O ápice veio numa manhã de sábado. Marlene apareceu na cozinha com uma mala.

— Vou passar o fim de semana em São Paulo para um congresso. Dona Danuta, o Lucas fica com a senhora.

Nem pediu, apenas comunicou. Olhei para Bartosz esperando alguma reação, mas ele só abaixou a cabeça.

— Não posso mais — falei baixo. — Preciso cuidar de mim também.

Marlene revirou os olhos:

— Então contrate uma babá! — disse com desdém.

Foi aí que decidi: não ia mais me curvar.

Naquela noite, sentei com Bartosz na varanda do apartamento.

— Filho, eu te amo. Amo o Lucas mais do que tudo nesse mundo. Mas não posso carregar esse peso sozinha. Você precisa conversar com a Marlene. Precisa decidir o que é prioridade pra vocês.

Ele chorou como criança no meu colo. Disse que sentia falta da família unida, que estava cansado também.
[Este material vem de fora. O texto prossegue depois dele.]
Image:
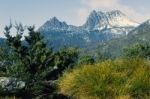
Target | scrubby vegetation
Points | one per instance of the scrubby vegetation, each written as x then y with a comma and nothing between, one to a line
70,74
111,79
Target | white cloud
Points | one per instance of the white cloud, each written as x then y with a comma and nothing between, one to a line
105,5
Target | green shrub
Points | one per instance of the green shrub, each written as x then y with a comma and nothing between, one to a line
112,79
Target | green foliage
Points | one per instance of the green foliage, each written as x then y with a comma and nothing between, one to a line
111,79
31,61
137,50
86,60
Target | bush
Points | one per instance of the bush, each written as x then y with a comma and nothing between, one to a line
119,79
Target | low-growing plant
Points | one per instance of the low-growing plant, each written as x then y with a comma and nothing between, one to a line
111,79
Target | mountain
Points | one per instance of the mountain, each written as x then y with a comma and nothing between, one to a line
140,34
100,20
99,27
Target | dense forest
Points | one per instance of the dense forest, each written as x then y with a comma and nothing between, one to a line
31,70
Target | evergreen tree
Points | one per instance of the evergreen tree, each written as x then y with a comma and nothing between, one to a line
31,61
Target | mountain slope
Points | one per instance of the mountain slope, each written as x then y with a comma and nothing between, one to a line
99,27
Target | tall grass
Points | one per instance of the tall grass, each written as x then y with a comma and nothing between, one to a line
112,79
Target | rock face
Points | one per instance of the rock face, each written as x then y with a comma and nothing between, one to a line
9,84
99,27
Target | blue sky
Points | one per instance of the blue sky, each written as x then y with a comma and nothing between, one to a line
74,12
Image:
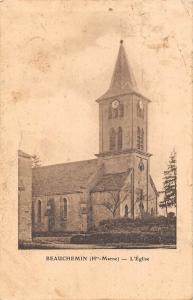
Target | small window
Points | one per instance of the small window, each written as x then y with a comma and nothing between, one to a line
115,113
112,139
138,137
119,138
110,112
121,110
126,211
142,139
39,211
63,208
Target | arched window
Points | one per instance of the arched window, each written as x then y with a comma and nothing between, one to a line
142,139
63,208
126,211
39,211
112,139
110,112
121,110
138,137
115,113
119,138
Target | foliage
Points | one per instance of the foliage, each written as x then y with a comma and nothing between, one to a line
169,184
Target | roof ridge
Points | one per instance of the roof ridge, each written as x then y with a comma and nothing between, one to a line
117,173
67,163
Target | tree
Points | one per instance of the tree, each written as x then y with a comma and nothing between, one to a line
169,184
36,162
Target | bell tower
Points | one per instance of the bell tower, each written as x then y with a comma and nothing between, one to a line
123,129
122,112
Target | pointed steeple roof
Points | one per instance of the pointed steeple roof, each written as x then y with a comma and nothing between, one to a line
123,81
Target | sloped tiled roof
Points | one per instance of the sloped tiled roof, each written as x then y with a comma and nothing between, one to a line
62,178
111,182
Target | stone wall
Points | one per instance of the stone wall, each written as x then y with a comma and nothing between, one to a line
74,220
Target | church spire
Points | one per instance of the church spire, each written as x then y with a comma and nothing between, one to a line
123,80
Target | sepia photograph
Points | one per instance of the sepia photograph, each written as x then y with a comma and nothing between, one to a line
96,149
110,201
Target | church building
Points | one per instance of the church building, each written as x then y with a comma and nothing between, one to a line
76,196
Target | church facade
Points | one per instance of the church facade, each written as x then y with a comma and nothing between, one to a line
76,196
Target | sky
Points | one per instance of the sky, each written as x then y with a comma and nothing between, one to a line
60,58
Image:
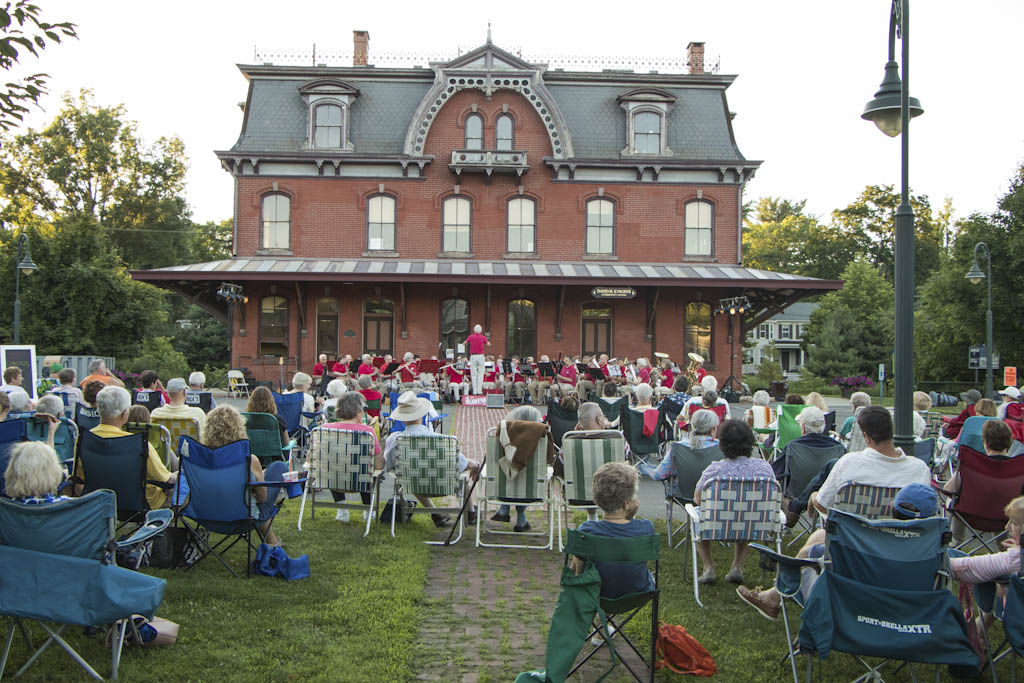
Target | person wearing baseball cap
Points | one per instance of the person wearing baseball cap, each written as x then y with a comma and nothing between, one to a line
1011,396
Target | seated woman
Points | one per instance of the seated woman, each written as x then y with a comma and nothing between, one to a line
615,491
701,435
736,440
348,417
34,474
261,400
224,425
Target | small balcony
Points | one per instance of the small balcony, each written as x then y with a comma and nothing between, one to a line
488,161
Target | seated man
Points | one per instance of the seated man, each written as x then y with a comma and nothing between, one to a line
812,426
114,403
99,373
197,382
914,501
176,407
410,412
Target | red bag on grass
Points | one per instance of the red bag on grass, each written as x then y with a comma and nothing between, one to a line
681,652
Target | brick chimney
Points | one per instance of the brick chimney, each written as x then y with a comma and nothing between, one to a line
694,57
360,48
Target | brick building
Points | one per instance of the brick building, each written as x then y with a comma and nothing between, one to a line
389,210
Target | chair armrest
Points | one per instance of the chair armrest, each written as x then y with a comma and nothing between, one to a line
156,522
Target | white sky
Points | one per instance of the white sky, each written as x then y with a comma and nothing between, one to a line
806,70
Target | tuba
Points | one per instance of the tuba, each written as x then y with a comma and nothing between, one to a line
691,370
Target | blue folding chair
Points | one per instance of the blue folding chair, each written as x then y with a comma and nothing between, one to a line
11,432
220,498
64,552
885,593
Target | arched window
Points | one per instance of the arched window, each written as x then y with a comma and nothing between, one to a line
696,330
504,132
455,324
699,219
457,217
327,126
378,326
327,326
597,318
273,326
647,133
522,329
521,225
600,226
380,223
474,131
275,209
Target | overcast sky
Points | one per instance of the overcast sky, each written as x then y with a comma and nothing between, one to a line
805,71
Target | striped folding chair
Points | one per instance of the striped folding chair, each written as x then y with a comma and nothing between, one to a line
583,454
428,466
341,460
865,500
736,509
529,487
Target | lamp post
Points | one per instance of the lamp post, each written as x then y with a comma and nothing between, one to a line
975,274
891,111
26,265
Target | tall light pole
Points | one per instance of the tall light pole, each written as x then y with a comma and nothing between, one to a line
891,111
976,275
26,265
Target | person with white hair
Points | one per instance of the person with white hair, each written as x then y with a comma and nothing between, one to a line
114,403
475,343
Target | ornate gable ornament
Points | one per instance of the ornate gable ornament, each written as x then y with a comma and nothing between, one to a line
489,69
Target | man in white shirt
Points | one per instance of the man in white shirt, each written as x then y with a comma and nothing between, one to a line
177,409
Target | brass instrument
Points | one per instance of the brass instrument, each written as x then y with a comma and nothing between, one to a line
691,370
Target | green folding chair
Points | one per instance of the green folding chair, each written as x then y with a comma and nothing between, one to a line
264,438
583,454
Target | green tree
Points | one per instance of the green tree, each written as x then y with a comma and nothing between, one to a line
91,161
852,330
23,30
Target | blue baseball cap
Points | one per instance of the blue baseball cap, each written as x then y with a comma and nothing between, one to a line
924,500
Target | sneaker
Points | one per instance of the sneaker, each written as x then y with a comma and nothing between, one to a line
755,599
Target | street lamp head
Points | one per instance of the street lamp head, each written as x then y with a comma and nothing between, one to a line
885,109
975,274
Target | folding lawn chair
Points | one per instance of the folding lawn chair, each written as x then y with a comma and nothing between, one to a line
58,568
219,498
687,466
581,596
342,460
264,438
803,463
118,464
987,484
428,466
560,421
237,384
86,418
529,487
735,509
583,454
641,446
885,593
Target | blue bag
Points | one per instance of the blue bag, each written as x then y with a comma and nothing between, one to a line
273,561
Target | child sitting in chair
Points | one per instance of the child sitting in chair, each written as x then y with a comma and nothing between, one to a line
615,489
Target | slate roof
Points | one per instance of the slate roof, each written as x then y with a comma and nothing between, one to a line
265,267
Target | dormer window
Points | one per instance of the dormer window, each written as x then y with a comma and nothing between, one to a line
329,102
647,121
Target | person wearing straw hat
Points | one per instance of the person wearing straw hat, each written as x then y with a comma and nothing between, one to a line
411,411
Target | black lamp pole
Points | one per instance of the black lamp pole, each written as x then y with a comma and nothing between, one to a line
891,111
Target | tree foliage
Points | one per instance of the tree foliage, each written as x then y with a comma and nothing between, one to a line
852,330
24,31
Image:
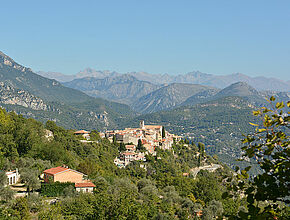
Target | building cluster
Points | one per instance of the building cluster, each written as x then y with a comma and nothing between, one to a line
149,136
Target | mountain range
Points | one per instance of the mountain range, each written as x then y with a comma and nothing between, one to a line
206,113
146,97
219,81
32,95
Os dias seguintes foram tensos. Marlene voltou do congresso ainda mais distante. Começou a dormir em outro quarto. Bartosz ficou abatido; Lucas sentiu a mudança no ar e ficou mais choroso.

Um domingo à tarde, resolvi sair com Lucas para a praça do bairro. Enquanto ele brincava no escorregador, sentei no banco e chorei baixinho. Uma vizinha se aproximou:

— Dona Danuta, tudo bem?

Contei um pouco da minha história. Ela me abraçou e disse:

— A senhora fez certo em se impor. Mulher nenhuma deve carregar o mundo nas costas sozinha.

Aquelas palavras me deram força.

Na semana seguinte, Bartosz finalmente conversou sério com Marlene. Disseram-me depois que ela explodiu:

— Eu não nasci pra ser dona de casa! Não vou abrir mão dos meus sonhos!

Bartosz respondeu:

— E eu não quero perder minha família por causa disso.

Decidiram procurar terapia de casal. Marlene relutou no começo, mas aceitou depois de muita insistência.

Hoje as coisas ainda estão longe do ideal. Marlene continua focada na carreira, mas tenta passar mais tempo com Lucas nos finais de semana. Bartosz está mais presente em casa e eu… estou aprendendo a dizer não sem culpa.

Às vezes me pego pensando: será que fui dura demais? Será que deveria ter aguentado mais um pouco? Mas logo lembro das noites em claro cuidando do Lucas sozinha e das palavras cruéis da Marlene.

Não sou de ferro. Tenho sentimentos, tenho limites.

E você? Até onde iria por sua família? Vale a pena se anular pelos outros?